Traditionally, this school tracked the cultural apostasy and viewed it in terms of the Second Coming, or more properly in their unique two-stage Second Coming....the Rapture, the Tribulation, and then the actual Second Coming.
This began to shift in the 1970's and employing a misguided literalistic hermeneutic (to be distinguished from literal) they made a distinction between Matthew's 'Kingdom of Heaven' versus the other Gospel's use of the term Kingdom of God.
However a closer reading reveals that Matthew uses the term in several parallel passages with the other Gospels. They're reporting the same thing and yet using the different terms. The terms Kingdom of God and Kingdom of Heaven refer to the same thing.
Why did Matthew use Heaven? Usually this is explained by appealing to the fact that Matthew's gospel seems to be more specifically directed to a Jewish audience, and 1st century Judaism was overly sensitive to and frankly superstitious about naming the name of God. Sadly our English translations have continued this practice by using 'LORD' and 'Lord' in the Old Testament. Rather than titles, these are two expressions of God's name...YHWH and Adonai. If you're unfamiliar with this, look at Psalm 110. It casts the Psalm in a whole new light.
Regardless it makes little sense for Dispensationalists to embrace Dominionism and yet it has become almost universal in those circles. Progressively they have abandoned many key planks to their doctrinal system. At this point, they still retain the unbiblical distinction between the Jews and Gentiles and insist God has separate plans for Israel and the Church. Without this the entire Pre-tribulational eschatological system would collapse.
Why have they embraced Dominionism when it contradicts their theology? I think largely due to a wholesale embrace of Americanism. They cannot bear to just let 'their country' go. They want it to dominate the earth. For them, it's America and Israel singing 'You and me against the world,'.... and though they believe we're not in the Kingdom and that the Kingdom won't be manifest until Christ physically reigns in Jerusalem...they continue to labour to transform the culture.


[iv] The first political attempt to abandon it was with the formation of the United States of America. For this reason, I can rejoice in the secular foundations of this nation. While that won't allow me to engage in hero-worship or mythology concerning those men and events, I can rejoice that the United States was the first non-Sacralist political entity formed in the West since the time of Constantine.

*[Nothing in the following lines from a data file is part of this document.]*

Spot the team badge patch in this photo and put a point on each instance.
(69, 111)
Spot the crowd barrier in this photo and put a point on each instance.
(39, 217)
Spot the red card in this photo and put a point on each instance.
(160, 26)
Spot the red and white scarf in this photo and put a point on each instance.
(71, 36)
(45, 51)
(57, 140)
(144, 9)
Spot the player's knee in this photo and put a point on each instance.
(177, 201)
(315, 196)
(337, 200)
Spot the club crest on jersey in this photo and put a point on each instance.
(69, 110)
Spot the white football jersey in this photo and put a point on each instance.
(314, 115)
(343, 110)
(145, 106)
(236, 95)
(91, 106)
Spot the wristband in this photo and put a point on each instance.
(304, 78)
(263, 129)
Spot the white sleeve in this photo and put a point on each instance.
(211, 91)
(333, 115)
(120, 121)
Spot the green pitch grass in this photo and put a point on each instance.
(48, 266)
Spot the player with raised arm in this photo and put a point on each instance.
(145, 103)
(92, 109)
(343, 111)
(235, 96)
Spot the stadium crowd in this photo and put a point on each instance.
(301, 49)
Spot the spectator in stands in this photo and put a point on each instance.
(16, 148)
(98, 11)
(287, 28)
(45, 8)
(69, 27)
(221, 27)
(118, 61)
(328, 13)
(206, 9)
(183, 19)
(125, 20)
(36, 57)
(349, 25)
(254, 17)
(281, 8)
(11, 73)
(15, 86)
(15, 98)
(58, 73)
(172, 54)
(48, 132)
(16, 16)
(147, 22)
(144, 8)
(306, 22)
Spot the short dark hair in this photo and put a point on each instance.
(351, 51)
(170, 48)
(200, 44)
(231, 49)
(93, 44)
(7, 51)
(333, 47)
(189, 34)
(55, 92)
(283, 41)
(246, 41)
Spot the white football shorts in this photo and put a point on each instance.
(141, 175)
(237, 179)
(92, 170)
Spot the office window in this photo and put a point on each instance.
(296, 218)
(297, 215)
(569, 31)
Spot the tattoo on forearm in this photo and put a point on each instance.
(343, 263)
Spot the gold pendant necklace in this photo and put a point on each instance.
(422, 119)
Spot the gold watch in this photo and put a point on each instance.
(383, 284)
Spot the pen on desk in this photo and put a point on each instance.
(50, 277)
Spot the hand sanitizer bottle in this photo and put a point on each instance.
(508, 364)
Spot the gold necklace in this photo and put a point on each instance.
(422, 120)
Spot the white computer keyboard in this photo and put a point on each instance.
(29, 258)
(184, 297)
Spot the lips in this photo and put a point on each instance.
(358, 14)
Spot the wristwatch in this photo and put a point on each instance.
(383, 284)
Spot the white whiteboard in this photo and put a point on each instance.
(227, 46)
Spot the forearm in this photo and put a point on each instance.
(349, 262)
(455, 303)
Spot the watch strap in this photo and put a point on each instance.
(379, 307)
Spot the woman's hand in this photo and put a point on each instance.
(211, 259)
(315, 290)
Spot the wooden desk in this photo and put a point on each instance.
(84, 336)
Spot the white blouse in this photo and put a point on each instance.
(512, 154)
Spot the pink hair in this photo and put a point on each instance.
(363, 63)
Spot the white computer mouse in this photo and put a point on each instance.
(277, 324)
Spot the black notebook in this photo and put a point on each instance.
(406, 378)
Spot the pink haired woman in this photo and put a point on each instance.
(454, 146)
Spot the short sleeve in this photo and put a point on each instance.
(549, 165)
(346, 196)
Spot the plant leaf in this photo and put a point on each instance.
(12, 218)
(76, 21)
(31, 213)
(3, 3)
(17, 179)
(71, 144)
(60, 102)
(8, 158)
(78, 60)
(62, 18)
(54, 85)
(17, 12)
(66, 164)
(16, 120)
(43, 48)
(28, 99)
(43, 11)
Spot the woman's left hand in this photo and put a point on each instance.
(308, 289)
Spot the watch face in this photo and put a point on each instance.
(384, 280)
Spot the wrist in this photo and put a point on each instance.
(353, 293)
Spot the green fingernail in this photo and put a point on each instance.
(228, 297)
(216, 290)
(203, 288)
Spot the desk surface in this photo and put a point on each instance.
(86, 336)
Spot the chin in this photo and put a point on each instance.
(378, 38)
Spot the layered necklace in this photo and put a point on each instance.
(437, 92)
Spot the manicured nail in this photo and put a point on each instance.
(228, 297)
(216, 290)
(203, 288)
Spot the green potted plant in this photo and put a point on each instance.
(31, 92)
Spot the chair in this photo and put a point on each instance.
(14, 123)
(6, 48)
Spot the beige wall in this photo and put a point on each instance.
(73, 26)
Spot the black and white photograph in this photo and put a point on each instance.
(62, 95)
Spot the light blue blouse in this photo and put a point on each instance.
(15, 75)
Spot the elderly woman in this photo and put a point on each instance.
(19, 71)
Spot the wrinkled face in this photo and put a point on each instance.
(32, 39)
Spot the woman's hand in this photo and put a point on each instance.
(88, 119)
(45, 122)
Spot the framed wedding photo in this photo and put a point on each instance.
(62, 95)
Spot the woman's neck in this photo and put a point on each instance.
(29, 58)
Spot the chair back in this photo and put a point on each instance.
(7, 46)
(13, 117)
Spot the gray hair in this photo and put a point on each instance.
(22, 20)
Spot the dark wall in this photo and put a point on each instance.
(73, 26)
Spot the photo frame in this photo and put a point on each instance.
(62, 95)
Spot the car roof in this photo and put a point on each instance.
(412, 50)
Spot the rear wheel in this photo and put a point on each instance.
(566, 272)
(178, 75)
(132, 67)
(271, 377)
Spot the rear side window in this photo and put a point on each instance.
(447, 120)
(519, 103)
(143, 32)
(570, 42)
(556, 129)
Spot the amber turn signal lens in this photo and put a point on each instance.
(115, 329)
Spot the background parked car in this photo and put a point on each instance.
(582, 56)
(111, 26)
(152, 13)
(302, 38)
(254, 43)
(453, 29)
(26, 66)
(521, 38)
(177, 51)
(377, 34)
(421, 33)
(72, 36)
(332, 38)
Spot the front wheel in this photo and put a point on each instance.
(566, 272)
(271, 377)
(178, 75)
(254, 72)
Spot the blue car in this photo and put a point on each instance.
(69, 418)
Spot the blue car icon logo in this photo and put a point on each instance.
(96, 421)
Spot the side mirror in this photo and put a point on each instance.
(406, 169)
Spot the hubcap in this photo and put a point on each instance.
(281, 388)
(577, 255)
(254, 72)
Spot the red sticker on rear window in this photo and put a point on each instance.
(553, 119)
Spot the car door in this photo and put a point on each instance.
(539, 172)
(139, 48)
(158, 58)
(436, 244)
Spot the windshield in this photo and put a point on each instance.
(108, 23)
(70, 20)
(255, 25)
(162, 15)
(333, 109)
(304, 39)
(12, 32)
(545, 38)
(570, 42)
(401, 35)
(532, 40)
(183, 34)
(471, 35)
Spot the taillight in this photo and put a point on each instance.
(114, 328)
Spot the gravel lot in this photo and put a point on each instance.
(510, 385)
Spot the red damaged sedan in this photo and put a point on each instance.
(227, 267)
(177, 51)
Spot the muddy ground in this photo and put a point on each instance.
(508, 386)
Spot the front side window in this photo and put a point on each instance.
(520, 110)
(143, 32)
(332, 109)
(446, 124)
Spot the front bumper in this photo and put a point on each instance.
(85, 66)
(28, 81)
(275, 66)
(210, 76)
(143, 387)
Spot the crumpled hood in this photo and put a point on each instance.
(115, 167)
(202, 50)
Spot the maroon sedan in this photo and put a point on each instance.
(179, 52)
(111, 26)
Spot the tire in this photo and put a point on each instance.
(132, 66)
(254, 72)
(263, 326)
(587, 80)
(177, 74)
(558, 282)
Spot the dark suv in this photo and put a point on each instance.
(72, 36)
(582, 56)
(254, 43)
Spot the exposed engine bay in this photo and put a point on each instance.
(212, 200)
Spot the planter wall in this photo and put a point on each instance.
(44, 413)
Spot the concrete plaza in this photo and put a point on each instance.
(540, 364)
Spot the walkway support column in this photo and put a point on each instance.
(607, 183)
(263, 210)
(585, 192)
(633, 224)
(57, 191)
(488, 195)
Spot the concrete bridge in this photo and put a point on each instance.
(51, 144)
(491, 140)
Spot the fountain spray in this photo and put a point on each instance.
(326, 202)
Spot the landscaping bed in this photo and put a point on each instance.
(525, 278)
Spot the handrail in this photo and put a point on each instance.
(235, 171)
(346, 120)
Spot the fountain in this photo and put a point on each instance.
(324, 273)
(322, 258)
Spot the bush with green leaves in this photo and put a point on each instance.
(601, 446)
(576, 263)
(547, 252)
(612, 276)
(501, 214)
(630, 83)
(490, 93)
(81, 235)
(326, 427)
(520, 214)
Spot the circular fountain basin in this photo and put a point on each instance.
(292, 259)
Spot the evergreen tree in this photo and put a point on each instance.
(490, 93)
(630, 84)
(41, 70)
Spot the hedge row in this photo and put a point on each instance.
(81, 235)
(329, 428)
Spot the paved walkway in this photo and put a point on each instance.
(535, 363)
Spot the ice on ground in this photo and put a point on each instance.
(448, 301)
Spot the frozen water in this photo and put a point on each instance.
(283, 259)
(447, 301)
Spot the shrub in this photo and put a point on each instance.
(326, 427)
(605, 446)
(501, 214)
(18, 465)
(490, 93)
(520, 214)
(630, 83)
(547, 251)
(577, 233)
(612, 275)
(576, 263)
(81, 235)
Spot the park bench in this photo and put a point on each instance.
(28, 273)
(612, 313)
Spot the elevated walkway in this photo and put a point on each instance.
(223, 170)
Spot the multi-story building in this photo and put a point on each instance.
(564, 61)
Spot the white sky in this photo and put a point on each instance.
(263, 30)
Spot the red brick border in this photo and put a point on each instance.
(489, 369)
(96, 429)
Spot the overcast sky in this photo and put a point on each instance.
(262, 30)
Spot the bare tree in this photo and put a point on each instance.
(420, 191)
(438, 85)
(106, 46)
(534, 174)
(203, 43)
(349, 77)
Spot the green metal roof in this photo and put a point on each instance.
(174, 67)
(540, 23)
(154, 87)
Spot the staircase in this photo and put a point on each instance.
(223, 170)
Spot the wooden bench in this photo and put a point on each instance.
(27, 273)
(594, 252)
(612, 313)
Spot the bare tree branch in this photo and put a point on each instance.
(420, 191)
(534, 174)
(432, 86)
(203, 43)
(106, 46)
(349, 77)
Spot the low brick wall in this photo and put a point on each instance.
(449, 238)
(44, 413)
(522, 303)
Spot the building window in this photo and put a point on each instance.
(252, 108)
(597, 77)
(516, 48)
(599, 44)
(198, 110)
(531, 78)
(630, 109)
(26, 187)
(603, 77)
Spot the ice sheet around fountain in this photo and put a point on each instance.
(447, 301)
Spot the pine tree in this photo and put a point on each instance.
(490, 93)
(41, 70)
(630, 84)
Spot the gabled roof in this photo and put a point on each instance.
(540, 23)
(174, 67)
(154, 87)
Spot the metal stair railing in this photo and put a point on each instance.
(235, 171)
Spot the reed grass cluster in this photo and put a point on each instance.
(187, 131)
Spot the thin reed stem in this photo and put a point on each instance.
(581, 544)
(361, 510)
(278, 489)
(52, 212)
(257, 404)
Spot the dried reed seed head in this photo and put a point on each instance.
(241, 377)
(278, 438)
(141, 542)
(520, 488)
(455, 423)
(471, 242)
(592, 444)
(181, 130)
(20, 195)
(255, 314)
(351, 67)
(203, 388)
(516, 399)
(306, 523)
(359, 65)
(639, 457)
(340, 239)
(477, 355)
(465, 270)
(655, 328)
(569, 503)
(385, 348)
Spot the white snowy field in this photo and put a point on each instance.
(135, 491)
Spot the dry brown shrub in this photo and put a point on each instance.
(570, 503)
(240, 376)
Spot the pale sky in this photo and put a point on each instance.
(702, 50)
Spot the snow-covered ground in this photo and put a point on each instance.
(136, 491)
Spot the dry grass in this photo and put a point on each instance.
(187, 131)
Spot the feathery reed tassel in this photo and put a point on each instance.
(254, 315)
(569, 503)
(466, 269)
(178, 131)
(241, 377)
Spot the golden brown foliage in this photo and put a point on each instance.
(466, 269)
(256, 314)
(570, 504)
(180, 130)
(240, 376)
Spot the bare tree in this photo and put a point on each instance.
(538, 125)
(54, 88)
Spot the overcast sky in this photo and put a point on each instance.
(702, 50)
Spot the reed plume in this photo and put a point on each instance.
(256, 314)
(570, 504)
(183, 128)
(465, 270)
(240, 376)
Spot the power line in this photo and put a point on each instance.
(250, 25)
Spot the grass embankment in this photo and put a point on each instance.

It was a complete rejection of a tradition which spanned from the time of the Caesars through Charlemagne and continued with both the Reformation and Counter-Reformation. Contrary to the dreams of some myth-makers, the North American state founded in the late 18th century was a rejection of the political doctrines espoused by John Calvin and John Knox.

[v] Perhaps the Church needs to wrestle with the whole question of marriage and its relationship to the Civil Authority. Some Christians have done this, but it has resulted in divergent views.